Again, the Mets collective is right at the bottom and above only the Twins and the Astros. Duda is near the bottom as well at 23rd. However, note that fWAR takes defense into account. While we all wish that Duda could magically become at least an average defensive left fielder, that simply will never happen. He’s dead last in Ultimate Zone Rating (UZR) among left fielders, which is a testament to his offensive output thus far. In fact, Duda is top ten among left fielders when considering just the offensive aspects that make up fWAR.
This is a small subset of statistics but imagine what the Mets collective outfield performance would look like if Duda’s numbers were taken out of the equation (super incredibly bad?). This is all to say that the Mets outfield, as a whole, is actually meeting expectations. In this case, that’s a bad thing. The problem lies in the way forward. It’s clear that the Mets can live and maybe even thrive with Duda in left field, but right field and center field are going to need massive upgrades for that to work.

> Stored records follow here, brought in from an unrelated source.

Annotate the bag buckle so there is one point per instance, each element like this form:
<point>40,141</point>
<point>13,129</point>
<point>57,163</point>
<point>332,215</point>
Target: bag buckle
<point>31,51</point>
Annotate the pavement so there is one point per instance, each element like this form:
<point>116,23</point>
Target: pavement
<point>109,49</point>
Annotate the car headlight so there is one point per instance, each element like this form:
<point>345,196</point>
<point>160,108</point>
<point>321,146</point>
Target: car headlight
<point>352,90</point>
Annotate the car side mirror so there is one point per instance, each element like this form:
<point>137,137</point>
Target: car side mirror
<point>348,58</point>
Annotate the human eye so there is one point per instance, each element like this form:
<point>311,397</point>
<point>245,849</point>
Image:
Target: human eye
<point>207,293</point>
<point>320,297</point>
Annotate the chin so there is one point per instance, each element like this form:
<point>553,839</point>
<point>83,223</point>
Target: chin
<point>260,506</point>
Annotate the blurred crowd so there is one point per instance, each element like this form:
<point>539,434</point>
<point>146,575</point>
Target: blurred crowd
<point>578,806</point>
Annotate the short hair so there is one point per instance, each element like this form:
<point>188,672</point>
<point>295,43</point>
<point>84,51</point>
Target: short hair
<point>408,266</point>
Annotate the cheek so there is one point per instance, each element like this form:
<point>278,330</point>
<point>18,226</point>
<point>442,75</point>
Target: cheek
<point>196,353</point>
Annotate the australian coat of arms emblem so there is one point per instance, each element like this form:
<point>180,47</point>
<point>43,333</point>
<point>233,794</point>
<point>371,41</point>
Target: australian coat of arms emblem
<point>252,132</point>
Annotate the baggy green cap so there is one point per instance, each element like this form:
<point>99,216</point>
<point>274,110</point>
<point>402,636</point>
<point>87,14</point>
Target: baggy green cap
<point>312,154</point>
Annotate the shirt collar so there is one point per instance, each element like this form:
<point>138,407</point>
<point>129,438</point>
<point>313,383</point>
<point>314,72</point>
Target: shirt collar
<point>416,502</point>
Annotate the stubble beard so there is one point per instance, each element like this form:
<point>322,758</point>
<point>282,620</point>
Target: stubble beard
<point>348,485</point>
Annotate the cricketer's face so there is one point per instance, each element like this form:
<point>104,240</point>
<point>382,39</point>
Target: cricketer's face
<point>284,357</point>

Of course, that’s pretty obvious to even the most casual Mets fan. The trick is finding the players that represent those upgrades. There are no upper level outfield prospects on the horizon, at least none that are relatively close, so where does Sandy Alderson snag these upgrades? Well, it will have to be a combination of smart drafting, trading, and free agent signings. Easier said than done, but Alderson is going to have to start dipping into the Mets assets this off-season to make it happen. The large amount of money coming off of the books and the organizational pitching depth could go a long way to shore up the outfield woes, and Alderson will need to do so soon if there is a realistic chance that this team will be competitive sooner rather than later.